Taken together, our results indicate that both the extents to which ATP synthesis rates are maintained and heat shock proteins are induced at high temperatures are elevated in T. californicus that are developed and acclimated at 25°C compared with those that are developed and acclimated at 20°C. The acute temperature exposures used to assess these mechanisms here matched those of previous studies in this species (Schoville et al., 2012; Barreto et al., 2015; Harada et al., 2019), but these exposures were notably different than the thermal ramp experienced during our CT_max trials, which may affect comparisons among these traits (Harada and Burton, 2019). Despite this, the patterns of variation in ATP synthesis rates and heat shock protein expression observed here were consistent with differences in CT_max between the copepods that were developed and acclimated as adults at 25°C and the copepods that were developed and acclimated at 20°C. This suggests that maintenance of ATP synthesis rates and induction of heat shock proteins likely contribute to the basis for plasticity of upper thermal tolerance associated with developmental and adulthood temperatures in this species. Yet, the extent to which the effects of developmental temperature, specifically, on plasticity in adults can be attributed to these mechanisms requires additional research, as these traits were not assayed in 25°C-developed copepods that were transferred to 20°C in adulthood in the present study. However, our data suggest these mechanisms may play a role in plastic effects associated with developmental temperatures in general.

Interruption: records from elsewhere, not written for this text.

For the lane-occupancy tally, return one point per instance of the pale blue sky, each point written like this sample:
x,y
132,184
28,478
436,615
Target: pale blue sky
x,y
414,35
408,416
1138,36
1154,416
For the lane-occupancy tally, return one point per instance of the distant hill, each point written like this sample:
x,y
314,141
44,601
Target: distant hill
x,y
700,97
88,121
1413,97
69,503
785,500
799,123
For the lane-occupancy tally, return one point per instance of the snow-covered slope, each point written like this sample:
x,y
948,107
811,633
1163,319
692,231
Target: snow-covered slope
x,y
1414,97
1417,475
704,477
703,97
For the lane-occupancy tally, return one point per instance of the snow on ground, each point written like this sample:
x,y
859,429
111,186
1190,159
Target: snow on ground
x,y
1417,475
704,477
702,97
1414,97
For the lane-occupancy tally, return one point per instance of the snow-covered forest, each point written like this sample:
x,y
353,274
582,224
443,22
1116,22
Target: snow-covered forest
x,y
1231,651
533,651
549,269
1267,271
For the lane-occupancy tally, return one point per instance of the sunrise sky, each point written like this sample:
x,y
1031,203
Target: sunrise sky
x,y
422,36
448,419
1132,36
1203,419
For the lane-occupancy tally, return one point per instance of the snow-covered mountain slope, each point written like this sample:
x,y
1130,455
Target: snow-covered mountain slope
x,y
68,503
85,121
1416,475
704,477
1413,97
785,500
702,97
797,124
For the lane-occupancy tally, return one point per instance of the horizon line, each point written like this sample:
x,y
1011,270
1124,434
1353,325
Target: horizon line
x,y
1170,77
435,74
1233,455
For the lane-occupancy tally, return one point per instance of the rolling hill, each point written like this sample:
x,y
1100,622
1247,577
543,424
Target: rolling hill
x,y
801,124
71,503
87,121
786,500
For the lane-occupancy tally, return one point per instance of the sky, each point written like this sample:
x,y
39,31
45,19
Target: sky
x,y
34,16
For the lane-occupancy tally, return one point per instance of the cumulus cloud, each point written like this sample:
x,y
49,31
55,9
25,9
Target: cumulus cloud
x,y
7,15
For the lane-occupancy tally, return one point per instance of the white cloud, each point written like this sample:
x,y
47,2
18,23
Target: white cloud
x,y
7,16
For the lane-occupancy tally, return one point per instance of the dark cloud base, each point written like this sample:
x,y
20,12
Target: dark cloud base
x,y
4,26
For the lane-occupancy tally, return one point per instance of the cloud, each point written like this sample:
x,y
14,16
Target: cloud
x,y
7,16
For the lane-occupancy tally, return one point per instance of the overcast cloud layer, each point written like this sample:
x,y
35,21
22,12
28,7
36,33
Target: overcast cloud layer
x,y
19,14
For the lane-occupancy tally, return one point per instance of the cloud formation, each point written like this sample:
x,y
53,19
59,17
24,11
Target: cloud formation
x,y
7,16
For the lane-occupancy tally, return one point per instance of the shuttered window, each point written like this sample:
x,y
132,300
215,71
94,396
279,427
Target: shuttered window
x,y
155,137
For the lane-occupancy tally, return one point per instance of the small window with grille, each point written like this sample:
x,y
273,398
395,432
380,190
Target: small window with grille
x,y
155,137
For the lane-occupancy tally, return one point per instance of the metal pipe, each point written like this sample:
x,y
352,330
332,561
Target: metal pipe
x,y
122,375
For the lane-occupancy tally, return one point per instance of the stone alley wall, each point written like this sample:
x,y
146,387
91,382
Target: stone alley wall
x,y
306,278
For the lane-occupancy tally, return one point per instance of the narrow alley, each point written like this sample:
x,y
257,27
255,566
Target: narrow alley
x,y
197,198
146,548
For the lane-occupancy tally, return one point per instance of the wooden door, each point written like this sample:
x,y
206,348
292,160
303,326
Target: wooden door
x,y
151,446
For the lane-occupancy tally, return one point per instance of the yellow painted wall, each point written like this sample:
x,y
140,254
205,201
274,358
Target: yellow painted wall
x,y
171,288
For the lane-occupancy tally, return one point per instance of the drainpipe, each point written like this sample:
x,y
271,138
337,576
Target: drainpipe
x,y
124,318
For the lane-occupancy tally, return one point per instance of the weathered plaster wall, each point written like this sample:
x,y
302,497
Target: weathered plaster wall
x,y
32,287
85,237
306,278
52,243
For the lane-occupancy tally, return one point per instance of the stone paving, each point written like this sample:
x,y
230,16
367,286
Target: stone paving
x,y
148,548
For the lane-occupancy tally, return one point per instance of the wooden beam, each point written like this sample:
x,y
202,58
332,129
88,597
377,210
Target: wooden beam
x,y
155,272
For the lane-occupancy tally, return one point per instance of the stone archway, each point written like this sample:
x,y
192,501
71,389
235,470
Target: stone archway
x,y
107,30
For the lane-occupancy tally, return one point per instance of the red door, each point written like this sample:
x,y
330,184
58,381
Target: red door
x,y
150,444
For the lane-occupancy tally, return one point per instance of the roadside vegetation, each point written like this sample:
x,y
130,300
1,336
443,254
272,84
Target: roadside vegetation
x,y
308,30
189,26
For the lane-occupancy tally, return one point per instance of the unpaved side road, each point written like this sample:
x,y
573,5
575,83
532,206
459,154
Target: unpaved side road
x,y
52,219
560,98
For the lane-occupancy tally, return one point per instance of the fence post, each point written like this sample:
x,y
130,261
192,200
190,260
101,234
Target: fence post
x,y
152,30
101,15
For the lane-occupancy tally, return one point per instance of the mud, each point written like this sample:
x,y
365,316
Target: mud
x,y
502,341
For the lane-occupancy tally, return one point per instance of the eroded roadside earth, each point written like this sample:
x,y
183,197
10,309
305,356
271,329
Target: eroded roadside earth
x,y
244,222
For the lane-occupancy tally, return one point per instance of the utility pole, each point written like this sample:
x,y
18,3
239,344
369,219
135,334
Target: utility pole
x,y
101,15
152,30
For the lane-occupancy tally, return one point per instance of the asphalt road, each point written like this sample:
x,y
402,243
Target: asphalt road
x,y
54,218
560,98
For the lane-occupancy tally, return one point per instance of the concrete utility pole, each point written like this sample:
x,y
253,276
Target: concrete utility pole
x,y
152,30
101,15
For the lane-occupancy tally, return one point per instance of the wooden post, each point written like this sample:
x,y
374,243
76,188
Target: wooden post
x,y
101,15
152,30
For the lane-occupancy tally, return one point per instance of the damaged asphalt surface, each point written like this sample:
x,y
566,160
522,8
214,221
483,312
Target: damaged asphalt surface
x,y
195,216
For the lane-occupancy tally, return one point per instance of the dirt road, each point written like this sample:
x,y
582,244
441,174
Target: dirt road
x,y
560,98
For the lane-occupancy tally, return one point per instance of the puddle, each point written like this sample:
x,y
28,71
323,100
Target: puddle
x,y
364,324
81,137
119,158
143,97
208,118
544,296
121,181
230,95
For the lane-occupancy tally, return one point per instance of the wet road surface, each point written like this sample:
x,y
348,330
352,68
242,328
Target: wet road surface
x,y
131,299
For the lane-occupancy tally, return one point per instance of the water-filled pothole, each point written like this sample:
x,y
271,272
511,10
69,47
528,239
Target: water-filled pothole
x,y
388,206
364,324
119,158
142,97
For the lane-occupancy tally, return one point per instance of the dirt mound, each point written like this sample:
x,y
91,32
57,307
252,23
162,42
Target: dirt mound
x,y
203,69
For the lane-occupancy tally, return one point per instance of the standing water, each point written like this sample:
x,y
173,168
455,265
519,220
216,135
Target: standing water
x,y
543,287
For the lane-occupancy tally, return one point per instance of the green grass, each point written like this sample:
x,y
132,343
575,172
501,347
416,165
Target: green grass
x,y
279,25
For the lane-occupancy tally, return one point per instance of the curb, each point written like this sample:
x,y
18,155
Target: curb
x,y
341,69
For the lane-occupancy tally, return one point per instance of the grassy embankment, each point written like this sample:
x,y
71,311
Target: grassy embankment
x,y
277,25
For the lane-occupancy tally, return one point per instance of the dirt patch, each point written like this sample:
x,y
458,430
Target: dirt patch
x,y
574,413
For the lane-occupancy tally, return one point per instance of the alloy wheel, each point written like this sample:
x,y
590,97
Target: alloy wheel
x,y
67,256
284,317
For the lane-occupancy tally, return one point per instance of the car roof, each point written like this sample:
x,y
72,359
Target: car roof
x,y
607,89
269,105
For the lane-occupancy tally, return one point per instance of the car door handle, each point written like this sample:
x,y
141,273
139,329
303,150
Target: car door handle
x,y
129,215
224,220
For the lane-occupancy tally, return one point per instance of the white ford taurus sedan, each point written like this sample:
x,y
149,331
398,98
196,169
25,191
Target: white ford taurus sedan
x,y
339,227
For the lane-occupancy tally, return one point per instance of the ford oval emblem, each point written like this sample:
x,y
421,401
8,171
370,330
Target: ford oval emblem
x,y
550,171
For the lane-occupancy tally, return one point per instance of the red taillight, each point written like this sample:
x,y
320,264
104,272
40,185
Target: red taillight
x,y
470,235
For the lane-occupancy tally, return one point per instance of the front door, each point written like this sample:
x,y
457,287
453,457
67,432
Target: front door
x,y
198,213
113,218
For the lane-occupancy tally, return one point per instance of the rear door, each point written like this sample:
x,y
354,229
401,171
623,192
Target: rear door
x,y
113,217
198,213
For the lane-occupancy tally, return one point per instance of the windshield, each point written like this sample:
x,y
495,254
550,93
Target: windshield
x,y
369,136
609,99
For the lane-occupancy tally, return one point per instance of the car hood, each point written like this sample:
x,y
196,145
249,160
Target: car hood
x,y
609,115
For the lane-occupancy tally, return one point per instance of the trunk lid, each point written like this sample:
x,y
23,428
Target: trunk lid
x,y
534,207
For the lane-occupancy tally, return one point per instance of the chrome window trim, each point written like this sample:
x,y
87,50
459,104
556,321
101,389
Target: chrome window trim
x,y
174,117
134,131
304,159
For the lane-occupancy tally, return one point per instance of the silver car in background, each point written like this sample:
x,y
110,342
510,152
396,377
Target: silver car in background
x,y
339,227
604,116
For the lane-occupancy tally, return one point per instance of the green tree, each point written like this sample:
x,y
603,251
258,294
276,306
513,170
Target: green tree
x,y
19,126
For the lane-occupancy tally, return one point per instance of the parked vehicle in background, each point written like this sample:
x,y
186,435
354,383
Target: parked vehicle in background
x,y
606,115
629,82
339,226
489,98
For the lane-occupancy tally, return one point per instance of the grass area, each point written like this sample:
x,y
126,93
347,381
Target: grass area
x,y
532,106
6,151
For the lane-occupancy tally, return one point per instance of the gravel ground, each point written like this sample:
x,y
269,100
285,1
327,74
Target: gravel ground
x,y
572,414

The effects of environmental change on organisms ultimately depend on the capacities to modulate key physiological traits to facilitate performance and persistence. Phenotypic plasticity, adaptation and interactions between these two processes all play important roles in these responses (e.g. Kellermann and van Heerwaarden, 2019). Here, we show that temperatures experienced in development also shape the adulthood plasticity of upper thermal limits in the intertidal copepod T. californicus. These effects may be particularly relevant for aquatic ectotherms as thermal tolerance limits likely underlie geographic range limits in many of these species (Sunday et al., 2012; Pinsky et al., 2019). Our results highlight that beneficial effects of developmental plasticity with respect to environmental change have the potential to be overestimated if considered without accounting for temperature variation in adulthood. Additionally, the data presented here suggest that the physiological mechanisms that may underlie these effects (e.g. shifts in the thermal performance curve for ATP synthesis and the regulation of heat shock genes) are, at least to some extent, shared with the mechanisms associated with local thermal adaptation in T. californicus. This mechanistic overlap indicates the potential for interactions among local adaptation and plasticity at difference life stages to shape variation in upper thermal tolerance in ectothermic organisms.